# A man arranges too pay off a debt of Rs 3600 by 40 annual installments which form an arithmetic series. When 30 of the installments are paid, he dies leaving one-third of the debt unpaid, find the value of the first installment.

Given:

Total amount of debt to be oaid in 40 installments = Rs 3600

After 30 installments, one-third of his debt is unpaid. This means that two-third of his payment is done.

Therefore, the amount he paid in 30 installments = 2/3(3600) = 2(1200) = 2400

Let a be the first installment and d be the common difference between them.

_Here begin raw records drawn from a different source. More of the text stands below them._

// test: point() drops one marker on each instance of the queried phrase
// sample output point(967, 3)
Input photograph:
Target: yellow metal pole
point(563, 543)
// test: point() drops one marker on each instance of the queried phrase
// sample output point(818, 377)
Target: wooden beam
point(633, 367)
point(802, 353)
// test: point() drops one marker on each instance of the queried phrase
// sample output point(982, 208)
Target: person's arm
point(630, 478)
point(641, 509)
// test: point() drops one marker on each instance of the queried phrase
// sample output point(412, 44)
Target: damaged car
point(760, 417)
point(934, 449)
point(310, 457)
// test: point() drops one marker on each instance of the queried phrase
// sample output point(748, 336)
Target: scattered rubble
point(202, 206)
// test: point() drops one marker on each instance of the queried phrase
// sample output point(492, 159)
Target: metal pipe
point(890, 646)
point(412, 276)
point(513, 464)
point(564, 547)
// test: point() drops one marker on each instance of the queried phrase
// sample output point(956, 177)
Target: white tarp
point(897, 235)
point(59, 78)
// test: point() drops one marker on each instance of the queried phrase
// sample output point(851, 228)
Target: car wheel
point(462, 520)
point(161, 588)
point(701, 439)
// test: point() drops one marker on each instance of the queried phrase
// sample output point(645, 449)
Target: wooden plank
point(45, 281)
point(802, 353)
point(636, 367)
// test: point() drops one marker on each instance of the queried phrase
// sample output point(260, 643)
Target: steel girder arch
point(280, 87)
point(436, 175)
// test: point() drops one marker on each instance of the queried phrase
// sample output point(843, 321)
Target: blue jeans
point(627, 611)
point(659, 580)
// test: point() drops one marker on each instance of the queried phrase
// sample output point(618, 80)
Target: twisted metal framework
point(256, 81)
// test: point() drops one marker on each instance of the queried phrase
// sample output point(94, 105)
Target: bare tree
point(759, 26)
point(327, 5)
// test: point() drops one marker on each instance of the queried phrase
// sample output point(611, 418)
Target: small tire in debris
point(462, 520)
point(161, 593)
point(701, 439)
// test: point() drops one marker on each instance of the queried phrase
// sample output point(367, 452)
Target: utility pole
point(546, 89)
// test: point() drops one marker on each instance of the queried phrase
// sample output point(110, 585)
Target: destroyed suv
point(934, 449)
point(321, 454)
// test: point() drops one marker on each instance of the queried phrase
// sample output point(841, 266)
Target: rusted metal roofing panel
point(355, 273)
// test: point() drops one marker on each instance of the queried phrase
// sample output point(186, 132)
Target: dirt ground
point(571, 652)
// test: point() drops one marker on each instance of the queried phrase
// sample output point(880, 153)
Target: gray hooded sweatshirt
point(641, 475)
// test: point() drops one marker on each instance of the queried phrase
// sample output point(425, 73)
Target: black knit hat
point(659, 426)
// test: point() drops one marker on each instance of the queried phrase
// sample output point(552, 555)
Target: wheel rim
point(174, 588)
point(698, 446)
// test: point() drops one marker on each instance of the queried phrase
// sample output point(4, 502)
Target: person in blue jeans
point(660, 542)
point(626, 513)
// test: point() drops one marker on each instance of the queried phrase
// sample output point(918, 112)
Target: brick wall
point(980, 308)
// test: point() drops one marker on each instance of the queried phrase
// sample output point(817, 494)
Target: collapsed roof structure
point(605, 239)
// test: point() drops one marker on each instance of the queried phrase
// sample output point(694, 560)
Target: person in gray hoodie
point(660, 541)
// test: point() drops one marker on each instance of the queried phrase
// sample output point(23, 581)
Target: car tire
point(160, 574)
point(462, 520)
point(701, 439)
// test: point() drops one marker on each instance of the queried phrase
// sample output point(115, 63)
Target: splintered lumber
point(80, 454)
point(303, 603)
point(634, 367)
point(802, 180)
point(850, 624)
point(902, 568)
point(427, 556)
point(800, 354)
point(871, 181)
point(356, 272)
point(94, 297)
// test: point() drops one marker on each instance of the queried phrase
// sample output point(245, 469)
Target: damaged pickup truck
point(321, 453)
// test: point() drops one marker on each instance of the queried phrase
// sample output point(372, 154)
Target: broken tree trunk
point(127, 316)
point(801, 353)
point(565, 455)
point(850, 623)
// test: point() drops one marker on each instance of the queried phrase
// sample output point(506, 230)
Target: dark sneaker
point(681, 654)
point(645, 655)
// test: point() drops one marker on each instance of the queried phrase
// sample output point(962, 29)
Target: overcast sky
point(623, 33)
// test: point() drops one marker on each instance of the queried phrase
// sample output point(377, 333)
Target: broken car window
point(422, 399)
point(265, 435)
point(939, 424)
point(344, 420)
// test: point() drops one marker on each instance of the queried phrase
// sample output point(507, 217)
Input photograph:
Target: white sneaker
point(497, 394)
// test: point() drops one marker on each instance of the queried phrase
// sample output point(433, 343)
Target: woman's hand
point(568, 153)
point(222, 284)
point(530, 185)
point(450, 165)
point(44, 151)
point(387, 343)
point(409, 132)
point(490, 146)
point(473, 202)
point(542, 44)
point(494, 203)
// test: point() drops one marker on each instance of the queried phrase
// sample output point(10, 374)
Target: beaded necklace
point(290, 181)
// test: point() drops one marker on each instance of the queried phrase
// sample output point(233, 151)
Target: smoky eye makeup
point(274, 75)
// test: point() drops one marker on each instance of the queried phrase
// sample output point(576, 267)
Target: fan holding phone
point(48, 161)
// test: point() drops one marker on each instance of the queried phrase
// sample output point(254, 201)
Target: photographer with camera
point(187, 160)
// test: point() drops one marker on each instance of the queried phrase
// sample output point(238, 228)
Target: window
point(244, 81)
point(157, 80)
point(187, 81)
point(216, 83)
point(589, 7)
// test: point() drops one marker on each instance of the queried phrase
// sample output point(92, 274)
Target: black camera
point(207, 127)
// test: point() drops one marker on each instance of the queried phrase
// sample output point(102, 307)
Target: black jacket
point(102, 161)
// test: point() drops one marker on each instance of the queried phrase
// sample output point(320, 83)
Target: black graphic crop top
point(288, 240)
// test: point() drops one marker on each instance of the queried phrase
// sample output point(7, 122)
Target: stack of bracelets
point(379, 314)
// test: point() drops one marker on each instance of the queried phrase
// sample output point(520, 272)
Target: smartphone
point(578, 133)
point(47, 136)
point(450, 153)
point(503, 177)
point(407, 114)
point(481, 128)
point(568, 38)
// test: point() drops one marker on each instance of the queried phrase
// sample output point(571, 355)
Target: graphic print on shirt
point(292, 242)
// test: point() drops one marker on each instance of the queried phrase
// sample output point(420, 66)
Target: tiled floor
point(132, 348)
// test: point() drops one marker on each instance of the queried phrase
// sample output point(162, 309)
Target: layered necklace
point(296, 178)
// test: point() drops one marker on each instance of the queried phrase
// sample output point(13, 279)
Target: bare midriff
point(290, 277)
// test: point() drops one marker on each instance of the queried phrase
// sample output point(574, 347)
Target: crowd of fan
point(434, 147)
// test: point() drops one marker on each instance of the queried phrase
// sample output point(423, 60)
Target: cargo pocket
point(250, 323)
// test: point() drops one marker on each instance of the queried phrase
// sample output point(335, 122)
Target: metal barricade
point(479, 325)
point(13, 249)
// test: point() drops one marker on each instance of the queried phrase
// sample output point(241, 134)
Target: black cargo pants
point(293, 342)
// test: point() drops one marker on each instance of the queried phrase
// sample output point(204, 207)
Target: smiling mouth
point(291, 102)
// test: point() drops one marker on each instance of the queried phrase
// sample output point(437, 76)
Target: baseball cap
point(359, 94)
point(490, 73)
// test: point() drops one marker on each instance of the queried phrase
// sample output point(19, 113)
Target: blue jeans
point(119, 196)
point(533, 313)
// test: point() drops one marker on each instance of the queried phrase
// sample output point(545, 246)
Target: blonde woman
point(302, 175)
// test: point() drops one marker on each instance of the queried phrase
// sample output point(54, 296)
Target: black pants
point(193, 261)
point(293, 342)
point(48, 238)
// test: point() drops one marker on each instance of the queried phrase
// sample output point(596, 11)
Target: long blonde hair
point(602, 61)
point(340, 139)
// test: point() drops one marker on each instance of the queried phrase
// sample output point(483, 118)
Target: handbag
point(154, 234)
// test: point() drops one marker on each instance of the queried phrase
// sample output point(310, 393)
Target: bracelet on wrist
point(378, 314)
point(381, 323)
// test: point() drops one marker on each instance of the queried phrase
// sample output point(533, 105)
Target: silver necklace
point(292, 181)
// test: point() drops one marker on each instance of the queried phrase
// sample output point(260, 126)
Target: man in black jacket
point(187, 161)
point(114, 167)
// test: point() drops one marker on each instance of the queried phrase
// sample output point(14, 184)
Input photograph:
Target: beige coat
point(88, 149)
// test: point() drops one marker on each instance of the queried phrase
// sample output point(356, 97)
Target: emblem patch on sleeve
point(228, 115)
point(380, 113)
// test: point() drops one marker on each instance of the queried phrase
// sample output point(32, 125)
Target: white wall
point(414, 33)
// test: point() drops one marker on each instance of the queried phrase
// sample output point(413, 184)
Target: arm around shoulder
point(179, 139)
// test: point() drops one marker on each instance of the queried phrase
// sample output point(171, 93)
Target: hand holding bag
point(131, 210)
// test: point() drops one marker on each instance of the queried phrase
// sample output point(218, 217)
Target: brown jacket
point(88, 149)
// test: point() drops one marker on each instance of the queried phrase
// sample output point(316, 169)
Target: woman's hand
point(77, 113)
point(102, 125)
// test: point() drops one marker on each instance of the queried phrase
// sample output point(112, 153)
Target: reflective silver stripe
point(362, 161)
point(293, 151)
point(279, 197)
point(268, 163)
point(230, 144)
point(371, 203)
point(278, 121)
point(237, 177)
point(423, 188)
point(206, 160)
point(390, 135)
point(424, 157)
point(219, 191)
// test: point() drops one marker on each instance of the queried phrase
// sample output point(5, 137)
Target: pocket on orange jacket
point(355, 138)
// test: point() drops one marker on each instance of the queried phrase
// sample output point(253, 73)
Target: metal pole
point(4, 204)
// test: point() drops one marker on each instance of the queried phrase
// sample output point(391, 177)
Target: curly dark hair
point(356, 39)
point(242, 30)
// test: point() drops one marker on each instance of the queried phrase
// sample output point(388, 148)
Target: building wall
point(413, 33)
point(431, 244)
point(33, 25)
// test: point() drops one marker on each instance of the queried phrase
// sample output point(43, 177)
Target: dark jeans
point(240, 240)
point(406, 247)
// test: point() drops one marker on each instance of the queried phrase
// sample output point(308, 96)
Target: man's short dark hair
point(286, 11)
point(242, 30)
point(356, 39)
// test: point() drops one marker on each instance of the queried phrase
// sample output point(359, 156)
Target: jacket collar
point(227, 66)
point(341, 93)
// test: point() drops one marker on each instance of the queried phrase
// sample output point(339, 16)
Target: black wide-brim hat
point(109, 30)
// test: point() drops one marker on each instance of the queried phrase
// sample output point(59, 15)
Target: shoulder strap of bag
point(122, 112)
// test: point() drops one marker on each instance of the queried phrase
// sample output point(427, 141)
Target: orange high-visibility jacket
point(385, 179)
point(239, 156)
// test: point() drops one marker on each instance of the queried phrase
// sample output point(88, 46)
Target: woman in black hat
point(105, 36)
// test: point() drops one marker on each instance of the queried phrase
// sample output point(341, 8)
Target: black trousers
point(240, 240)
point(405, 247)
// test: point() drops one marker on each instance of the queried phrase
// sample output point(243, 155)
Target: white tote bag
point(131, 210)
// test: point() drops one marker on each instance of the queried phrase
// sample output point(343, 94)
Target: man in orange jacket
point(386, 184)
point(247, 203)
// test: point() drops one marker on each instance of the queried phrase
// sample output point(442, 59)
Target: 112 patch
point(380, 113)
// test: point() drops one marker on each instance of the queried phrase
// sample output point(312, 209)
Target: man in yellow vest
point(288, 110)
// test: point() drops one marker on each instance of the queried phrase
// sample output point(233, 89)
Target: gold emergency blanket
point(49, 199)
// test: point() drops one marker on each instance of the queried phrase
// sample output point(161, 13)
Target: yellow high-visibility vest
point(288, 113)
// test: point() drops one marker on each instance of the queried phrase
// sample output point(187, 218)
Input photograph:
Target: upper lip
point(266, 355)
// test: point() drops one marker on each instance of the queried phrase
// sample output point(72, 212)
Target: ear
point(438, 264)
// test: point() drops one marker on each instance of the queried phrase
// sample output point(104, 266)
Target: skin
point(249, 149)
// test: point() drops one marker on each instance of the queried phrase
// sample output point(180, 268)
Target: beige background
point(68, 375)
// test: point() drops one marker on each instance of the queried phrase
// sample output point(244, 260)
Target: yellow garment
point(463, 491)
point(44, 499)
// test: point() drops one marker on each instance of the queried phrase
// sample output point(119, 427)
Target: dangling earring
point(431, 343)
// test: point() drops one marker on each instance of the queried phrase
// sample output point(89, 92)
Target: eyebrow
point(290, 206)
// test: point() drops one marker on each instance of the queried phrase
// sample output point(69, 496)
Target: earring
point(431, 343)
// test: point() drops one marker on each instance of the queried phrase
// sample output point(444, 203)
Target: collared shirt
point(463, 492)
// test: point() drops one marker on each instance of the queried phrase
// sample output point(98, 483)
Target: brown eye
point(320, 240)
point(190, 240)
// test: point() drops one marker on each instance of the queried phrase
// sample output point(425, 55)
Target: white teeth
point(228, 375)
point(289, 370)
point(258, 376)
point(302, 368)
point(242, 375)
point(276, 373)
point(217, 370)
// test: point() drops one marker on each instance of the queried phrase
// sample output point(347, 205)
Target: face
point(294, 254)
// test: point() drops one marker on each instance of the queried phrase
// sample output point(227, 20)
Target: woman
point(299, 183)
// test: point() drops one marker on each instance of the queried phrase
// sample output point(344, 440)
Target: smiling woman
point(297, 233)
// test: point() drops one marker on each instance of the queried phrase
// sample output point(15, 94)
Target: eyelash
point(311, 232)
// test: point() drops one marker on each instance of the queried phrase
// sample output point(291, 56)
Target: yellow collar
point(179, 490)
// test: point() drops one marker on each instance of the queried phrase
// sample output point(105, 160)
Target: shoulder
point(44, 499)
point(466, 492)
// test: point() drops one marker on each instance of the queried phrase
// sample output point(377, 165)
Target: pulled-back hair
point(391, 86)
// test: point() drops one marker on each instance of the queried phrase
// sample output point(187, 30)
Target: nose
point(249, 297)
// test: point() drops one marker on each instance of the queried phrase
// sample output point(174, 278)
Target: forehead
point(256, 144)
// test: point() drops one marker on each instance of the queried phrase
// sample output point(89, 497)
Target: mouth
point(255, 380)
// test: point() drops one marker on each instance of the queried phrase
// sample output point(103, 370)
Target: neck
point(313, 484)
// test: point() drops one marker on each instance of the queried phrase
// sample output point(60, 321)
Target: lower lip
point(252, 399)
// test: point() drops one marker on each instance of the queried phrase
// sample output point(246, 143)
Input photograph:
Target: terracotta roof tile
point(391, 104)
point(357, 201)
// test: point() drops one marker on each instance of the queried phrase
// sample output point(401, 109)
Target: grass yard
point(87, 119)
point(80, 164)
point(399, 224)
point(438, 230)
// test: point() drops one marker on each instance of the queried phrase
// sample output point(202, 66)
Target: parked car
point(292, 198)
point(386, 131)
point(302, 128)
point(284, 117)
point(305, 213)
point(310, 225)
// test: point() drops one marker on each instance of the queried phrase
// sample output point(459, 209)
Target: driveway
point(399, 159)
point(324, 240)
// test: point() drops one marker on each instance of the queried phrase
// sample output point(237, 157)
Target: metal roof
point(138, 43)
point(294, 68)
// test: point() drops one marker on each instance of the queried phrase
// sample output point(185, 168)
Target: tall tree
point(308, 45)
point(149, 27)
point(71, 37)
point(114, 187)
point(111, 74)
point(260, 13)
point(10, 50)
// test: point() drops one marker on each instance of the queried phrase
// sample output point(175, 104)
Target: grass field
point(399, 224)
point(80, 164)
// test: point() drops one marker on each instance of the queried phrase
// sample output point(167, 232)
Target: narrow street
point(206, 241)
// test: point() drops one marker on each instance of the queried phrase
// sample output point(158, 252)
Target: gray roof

We know from the formula of AP that,

Sn = n/2[2a+(n-1)d]

Substituting the values of a and d,

S30 = 30/2[2a+(30-1)d]

2400=15[2a+29d]

a=160-29d/2 eq.1

Similarly, a and d are calculated for 40 installments

S40 = 40/2[2a+(40-1)d]

3600=20(2a+39d)

a=180-39d/2 eq.2

Subtracting eq.1 and eq.2

a-a = (180-39d/2)-(160-29d/2)

0=20-10d

10d=20

d=2

Substituting the value of d,

a=160-29(2)/2

a=51

Therefore, Rs.51 was paid in the first installment.